Of the Maritime provinces, NB and PEI are best positioned to re-open somewhat, given their low caseload.
However, I would like to know that both provinces have in place a plan for heavy disease surveillance, intense random testing, contact tracing, and closed borders. Absent those features, I hope the NB government has a plan to quickly pull the plug if things go awry.”
(2) Question from a friend: I ask this question in seriousness, not jest, and as an uninformed observer. If we are destined to be randomly exposed to COVID-19 to achieve some “herd immunity”, why not develop a process for controlled exposure? Thereby making the flow of ICU cases into the health system more predictable. Or is that basically the intent of a vaccine, albeit in a safer manner?
“You have described the original UK and Swedish approaches. The assumption is that everyone is going to get it anyway, and that a number of people (60% of population multiplied by case fatality rate) are going to die anyway, so why not process them through the system at an optimal rate, accept the deaths, and achieve herd immnunity?
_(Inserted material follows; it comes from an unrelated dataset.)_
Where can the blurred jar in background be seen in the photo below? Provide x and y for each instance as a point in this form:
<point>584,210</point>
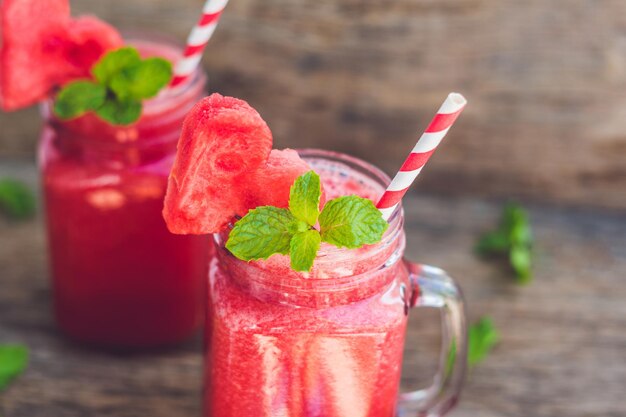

Problems: (1) no guarantee that recovery grants immunity; a vaccine has a higher chance of being calibrated to confer a large enough antibody response to confer immunity; (2) infection comes with brutal symptoms and often long term disability, including lung fibrosis and cardiovascular disease, whereas a vaccine would not; (3) we learn everyday more about how to avoid death, so people that would have died through this approach would not have died if we had waited a year from now, or if we had waited for the vaccine.”
(3) PEI is considering re-opening their economy. I was asked for comments from a CBC reporter.
“I advise another 2 weeks of lockdown to let outstanding cases resolve. But if I were the federal government, I would spend the money to test each of their 156,000 residents to do a proper prevalence study. Then they can seal their borders and run wild on the island. But then there’s that pesky tourism thing. Another revenue source will have to be found.”
(4) I’m told that as a policy, the CBC does not cite non-peer reviewed studies. This is a great policy. But there is an important pre-reviewed paper by Fisman et al about the COVID outbreaks in Ontario long term care facilities. I was asked to give a quick peer review to enable them to cite the paper. Here are my comments:
“This is a very solid paper written by the leaders of the field in this country. I see no glaring errors or weaknesses other than those acknowledged by the authors themselves (specifically, the possibility of misclassification bias, which is a small risk since those who died in LTCs were presumably well investigated post-mortem to ensure a proper determination of cause of death.)
Furthermore, by comparing the LTC rates to the general public, in a variety of age brackets, they minimize the risk of further bias. Therefore, the finding that LTC residents aged 70 and above had a 13X greater risk of dying of COVID19, as compared to those aged 70 and above NOT living in LTCs, is chilling.
It would be tempting to assume that institutionalized people are by definition more vulnerable, therefore we expect them to die at a higher rate. But a 13-fold increase in risk is well beyond the pale.
I would think that this paper would get published as-is in most peer-reviewed journals.
The key takeaways are:
- LTC residents in Ontario have a MUCH HIGHER risk of dying than age-matched people living in the community
- Those deaths were most likely driven by infected staff members more than by infected residents
- The infected staff who infected the residents were able to do so because of ‘infection lag”, meaning that they were spreading the disease before symptoms arose and before their infection was acknowledged
It’s an important study that really underlines how badly we failed the LTC population in this province. We can probably take some of these lessons to other restricted communities, like prisons, group homes and work camps.”
Friends, that’s all I have for you today. As always, thanks for reading, stay home, stay safe, and stay hopeful. We’re doing all the right things to get us through this.